Applies a sequence of standardization steps to a vector of names. Each step can be enabled or disabled. By default, all steps are enabled.

Usage

standardize_names(
  name_vec,
  to_upper = TRUE,
  replace_punct = TRUE,
  squish_spaces = TRUE,
  normalize_accents = TRUE,
  normalize_spaces = TRUE,
  roman_to_arabic = TRUE,
  sort_tokens = TRUE
)

Arguments

name_vec

Atomic vector. Values to standardize.

to_upper

Logical. Convert to uppercase.
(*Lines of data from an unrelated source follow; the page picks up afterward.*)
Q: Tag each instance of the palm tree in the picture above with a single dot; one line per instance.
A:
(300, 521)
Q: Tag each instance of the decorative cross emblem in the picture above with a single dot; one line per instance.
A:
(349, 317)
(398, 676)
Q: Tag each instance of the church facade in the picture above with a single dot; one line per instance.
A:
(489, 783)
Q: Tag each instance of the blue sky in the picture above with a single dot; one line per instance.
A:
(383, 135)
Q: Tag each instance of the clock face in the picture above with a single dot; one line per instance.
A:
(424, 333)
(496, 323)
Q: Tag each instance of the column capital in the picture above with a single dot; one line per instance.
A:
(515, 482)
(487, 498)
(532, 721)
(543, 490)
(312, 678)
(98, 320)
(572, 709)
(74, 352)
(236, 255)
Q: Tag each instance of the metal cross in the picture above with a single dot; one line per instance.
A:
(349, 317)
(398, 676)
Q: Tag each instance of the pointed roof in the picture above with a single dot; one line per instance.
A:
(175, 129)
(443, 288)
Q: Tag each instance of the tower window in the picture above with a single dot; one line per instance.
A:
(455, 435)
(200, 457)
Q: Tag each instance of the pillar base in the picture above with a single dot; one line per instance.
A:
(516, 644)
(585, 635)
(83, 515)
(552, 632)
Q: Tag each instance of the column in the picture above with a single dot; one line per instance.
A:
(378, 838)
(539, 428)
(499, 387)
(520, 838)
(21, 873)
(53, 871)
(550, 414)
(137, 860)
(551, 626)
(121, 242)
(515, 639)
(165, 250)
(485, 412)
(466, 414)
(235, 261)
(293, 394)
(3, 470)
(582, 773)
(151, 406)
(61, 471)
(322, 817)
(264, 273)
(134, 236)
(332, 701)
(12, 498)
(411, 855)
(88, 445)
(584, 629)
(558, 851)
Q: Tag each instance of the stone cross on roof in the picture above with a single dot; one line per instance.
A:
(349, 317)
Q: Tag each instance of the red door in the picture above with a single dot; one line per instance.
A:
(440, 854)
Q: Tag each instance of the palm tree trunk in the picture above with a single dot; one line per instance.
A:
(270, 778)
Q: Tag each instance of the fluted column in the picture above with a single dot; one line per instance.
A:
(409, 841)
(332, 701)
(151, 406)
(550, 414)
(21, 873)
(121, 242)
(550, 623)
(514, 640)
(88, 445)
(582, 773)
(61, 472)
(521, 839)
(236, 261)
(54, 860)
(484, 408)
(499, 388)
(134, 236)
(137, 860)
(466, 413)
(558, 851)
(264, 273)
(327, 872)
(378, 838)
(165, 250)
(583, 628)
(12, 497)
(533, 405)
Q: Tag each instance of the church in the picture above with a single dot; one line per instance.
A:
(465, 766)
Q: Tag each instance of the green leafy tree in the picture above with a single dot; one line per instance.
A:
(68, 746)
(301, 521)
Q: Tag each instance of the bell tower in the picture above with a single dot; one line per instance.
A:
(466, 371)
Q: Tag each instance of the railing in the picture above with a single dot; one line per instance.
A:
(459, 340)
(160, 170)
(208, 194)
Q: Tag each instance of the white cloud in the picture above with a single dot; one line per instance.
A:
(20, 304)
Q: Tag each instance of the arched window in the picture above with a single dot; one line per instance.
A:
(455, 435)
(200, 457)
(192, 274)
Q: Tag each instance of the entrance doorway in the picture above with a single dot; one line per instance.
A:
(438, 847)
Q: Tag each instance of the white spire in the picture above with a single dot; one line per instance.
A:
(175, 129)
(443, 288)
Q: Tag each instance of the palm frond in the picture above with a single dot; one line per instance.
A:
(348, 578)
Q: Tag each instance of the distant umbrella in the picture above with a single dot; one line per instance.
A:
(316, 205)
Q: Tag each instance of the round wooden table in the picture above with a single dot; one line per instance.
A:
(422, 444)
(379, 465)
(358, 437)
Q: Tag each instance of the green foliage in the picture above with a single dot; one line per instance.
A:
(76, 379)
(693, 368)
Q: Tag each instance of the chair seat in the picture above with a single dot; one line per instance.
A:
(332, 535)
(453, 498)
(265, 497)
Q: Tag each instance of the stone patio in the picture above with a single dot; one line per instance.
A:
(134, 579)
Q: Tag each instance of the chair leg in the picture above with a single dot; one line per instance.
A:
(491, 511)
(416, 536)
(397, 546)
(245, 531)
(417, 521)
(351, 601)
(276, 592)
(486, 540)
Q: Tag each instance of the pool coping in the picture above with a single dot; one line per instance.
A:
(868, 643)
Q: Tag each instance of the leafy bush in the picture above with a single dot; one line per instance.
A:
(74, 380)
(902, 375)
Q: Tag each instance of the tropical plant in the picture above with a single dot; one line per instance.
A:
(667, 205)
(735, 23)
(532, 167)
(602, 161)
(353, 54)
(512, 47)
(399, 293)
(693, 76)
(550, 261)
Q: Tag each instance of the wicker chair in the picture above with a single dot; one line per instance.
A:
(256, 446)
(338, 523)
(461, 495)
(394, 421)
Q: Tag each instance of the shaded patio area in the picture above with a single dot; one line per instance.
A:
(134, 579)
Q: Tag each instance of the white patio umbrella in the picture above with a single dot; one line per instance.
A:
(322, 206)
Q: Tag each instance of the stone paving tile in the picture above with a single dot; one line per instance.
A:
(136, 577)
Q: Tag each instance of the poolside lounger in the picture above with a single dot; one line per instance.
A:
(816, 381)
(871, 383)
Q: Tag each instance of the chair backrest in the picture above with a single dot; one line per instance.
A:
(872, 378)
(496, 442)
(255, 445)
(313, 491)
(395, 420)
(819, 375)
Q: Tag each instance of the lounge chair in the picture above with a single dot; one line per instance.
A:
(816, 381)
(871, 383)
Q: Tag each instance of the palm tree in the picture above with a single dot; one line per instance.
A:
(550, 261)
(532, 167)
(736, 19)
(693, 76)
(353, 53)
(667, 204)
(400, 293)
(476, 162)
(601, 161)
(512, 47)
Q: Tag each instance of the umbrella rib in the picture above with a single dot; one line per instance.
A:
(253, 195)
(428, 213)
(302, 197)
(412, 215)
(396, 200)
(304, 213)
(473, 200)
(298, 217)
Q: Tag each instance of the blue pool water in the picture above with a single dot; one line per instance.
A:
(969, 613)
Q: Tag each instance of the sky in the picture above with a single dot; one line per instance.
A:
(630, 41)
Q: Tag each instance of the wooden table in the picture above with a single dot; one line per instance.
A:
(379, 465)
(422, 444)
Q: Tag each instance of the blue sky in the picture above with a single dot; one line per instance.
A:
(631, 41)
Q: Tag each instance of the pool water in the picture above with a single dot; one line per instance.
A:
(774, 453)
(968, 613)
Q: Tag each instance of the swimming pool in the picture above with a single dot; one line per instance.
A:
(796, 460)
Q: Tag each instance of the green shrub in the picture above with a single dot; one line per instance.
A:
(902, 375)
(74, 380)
Default is TRUE.

replace_punct

Logical. Replace punctuation with spaces. Default is TRUE.

squish_spaces

Logical. Trim/condense spaces. Default is TRUE.

normalize_accents

Logical. Convert accents to ASCII. Default is TRUE.

normalize_spaces

Logical. Normalize all space-like chars to " ". Default is TRUE.

roman_to_arabic

Logical. Convert roman numerals I..IX to 1..9 at token boundaries. Default is TRUE.

sort_tokens

Logical. Sort tokens with letters first, numbers last, both groups alphabetically. Default is TRUE.

Value

Character vector of standardized names.

Examples

# basic usage
standardize_names(c("Chp Kpalime-III", "Kpalimé CHP 3"))
#> [1] "CHP KPALIME 3" "CHP KPALIME 3"

# disable token sorting and roman conversion
standardize_names(
  c("USP Hanyigba-Todzi ii", "USP Hanyigba Todzi 2"),
  roman_to_arabic = FALSE, sort_tokens = FALSE
)
#> [1] "USP HANYIGBA TODZI II" "USP HANYIGBA TODZI 2" 

# keep accents and case, only squish spaces and replace punctuation
standardize_names(
  c("Hôpital d’Adéta", "Hopital d'Adeta"),
  to_upper = FALSE, normalize_accents = FALSE
)
#> [1] "Adéta Hôpital d" "Adeta Hopital d"